Update: I now have an entire page dedicated to Sensory Processing/Play. If you are looking for more information about sensory play, click here.
The term “sensory” is becoming more mainstream, but I know it is still a foreign concept to many people. So, before I dive into what the sensory tunnel is, let me explain a little about “sensory” play, and I do mean a little, this is a very broad topic that I could devote an entire blog to. Sensory play/integration/processing (a variety of terms are used depending on who you are talking to) refers to our ability to take in sensations throughout our environment. I am talking about the five senses (get it sensory) we all learned about in school: sight, sound, touch, taste, and smell. In addition, we also receive input about where we are in space (i.e.: my hand is holding up the phone), which is called proprioception. The receptors for proprioception are located within the joints throughout our body, as our receptor for sight is our eyes. Vestibular input provides our brain with information about our body’s movement, such as when we are driving on a car or riding a swing. The receptors for vestibular input are located in our inner ear.
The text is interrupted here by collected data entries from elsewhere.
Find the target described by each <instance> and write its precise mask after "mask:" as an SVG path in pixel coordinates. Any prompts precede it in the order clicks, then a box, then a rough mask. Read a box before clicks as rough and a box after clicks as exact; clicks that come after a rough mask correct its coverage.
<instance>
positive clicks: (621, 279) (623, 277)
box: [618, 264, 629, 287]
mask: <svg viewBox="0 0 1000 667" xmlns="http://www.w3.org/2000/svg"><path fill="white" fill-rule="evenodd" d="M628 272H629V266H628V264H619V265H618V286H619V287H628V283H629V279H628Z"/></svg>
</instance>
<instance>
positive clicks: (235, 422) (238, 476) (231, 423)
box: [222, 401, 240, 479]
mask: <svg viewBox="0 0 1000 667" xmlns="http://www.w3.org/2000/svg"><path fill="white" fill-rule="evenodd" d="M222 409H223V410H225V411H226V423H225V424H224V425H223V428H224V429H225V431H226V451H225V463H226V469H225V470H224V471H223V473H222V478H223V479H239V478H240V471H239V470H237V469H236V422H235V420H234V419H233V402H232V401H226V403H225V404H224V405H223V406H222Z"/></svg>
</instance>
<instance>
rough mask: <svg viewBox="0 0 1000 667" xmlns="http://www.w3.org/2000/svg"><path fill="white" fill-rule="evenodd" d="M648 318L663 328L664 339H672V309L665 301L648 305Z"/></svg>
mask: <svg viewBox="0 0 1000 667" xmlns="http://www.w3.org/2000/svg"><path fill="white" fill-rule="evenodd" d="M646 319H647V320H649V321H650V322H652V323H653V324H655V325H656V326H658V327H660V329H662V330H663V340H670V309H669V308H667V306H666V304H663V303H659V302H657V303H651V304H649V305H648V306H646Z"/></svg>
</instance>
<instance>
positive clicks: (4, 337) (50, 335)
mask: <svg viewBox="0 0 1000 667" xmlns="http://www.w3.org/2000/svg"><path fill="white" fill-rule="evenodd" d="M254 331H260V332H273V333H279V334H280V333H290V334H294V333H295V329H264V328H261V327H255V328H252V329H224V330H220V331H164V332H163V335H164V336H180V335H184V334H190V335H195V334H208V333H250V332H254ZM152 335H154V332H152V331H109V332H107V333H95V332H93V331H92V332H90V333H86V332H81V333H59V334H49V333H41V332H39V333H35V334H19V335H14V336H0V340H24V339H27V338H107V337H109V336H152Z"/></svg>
Our brains are constantly taking information or input in from these various senses and processing it. Providing kids with sensory-rich activities helps to organize their systems and may improve their motor planning and attention to tasks.
The sensory tunnel is a “sensory-rich” play idea that is great for kids 3 and up, although a 2 year old can do it with encouragement and help. I have done this with kids as old as 14 and they really enjoy it. There really is no limit on age. Basically, a sensory tunnel is a large, stretchy, tube shaped piece of fabric that you can crawl through.